Dans les usines de fabrication, le taux de réussite des processus dépend souvent de la température. Une variation de demi-degré pendant le séchage du photorésistant peut entraîner des erreurs dans la largeur des lignes tracées, des erreurs qui persistent même après l’etching et la déposition des matériaux. Dans les processeurs CSP de niveau wafer, c’est le même contrôle thermique qui permet de garantir une bonne solidification des matériaux utilisés pour le remplissage des espaces vides et un bon refroidissement du métal utilisé pour la soudure. Il est donc nécessaire d’avoir une chaleur continue, cycle après cycle, sans que le point de référence thermique ne change.
Voici ce qui est important sur le plan technique : Nous avons conçu le chauffage pour les processeurs CSP en tenant compte d’un contrôle thermique très strict : une stabilité de ±0,1 °C et une homogénéité sur toute la surface du wafer. Ce contrôle est assuré par des éléments à rayonnement infrarouge à courte longueur d’onde et des zones de chauffage isolées en quartz.
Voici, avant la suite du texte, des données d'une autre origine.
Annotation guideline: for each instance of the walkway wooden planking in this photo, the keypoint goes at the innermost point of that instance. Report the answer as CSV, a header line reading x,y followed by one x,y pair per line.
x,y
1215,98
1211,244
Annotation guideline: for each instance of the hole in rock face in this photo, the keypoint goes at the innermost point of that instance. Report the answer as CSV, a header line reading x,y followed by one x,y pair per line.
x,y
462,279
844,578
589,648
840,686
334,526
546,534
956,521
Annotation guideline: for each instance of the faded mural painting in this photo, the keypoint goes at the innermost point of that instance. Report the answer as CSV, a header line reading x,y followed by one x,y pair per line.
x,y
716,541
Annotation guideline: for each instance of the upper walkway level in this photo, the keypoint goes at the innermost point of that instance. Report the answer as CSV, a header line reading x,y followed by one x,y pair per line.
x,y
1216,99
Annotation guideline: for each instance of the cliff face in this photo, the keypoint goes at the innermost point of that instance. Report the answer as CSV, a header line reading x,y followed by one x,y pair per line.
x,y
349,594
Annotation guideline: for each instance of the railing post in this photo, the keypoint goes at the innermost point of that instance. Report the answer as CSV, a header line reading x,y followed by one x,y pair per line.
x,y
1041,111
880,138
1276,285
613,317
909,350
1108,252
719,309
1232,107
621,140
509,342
Le système convient aux salles propres de classe 1–100. Il utilise des matériaux qui émettent peu de gaz et maintient la chambre hermétiquement close afin que le nombre de particules reste constant. Zéro génération de particules n’est pas juste un slogan : c’est l’objectif du design. Chaque zone est contrôlée en boucle fermée, ce qui permet de suivre précisément les protocoles de séchage et de durcissement, indépendamment des conditions ambiantes.
Pourquoi cela fonctionne en pratique : Ce dispositif peut être utilisé pour le séchage des wafers, le séchage du photorésistant, la durcification des matériaux d’encapsulation, ainsi que pour le séchage ultérieur des wafers après nettoyage. En lithographie, il permet un séchage précis, ce qui garantit que les dimensions des lignes et les angles des parois restent dans les limites prescrites. Dans le domaine de l’emballage, il permet de durcir les matériaux d’encapsulation et de préparer le métal pour la soudure, sans provoquer de dégradation des couches minces utilisées. Les avantages sont nombreux : moins de retouches nécessaires, un taux de défauts stable, et des temps de traitement prévisibles. Le système est efficace car sa masse est faible et sa réponse rapide. De plus, ses zones modulaires et ses éléments remplaçables en pleine activité permettent de maintenir une disponibilité maximale.
Quelques choses à garder à l’esprit : Le chauffage est compact et peut être intégré aux systèmes de dépôt standard. Cependant, son alignement par rapport au plan du wafer doit être parfait. Il est donc nécessaire de prendre en compte des détails mécaniques de l’ordre du millimètre. Il est également important de vérifier le contrôle thermique aux bords du wafer, car c’est là que les marges sont les plus étroites. L’utilisation d’un environnement purifié en azote améliore la répétabilité des processus sensibles à l’humidité et prolonge la durée de vie des éléments.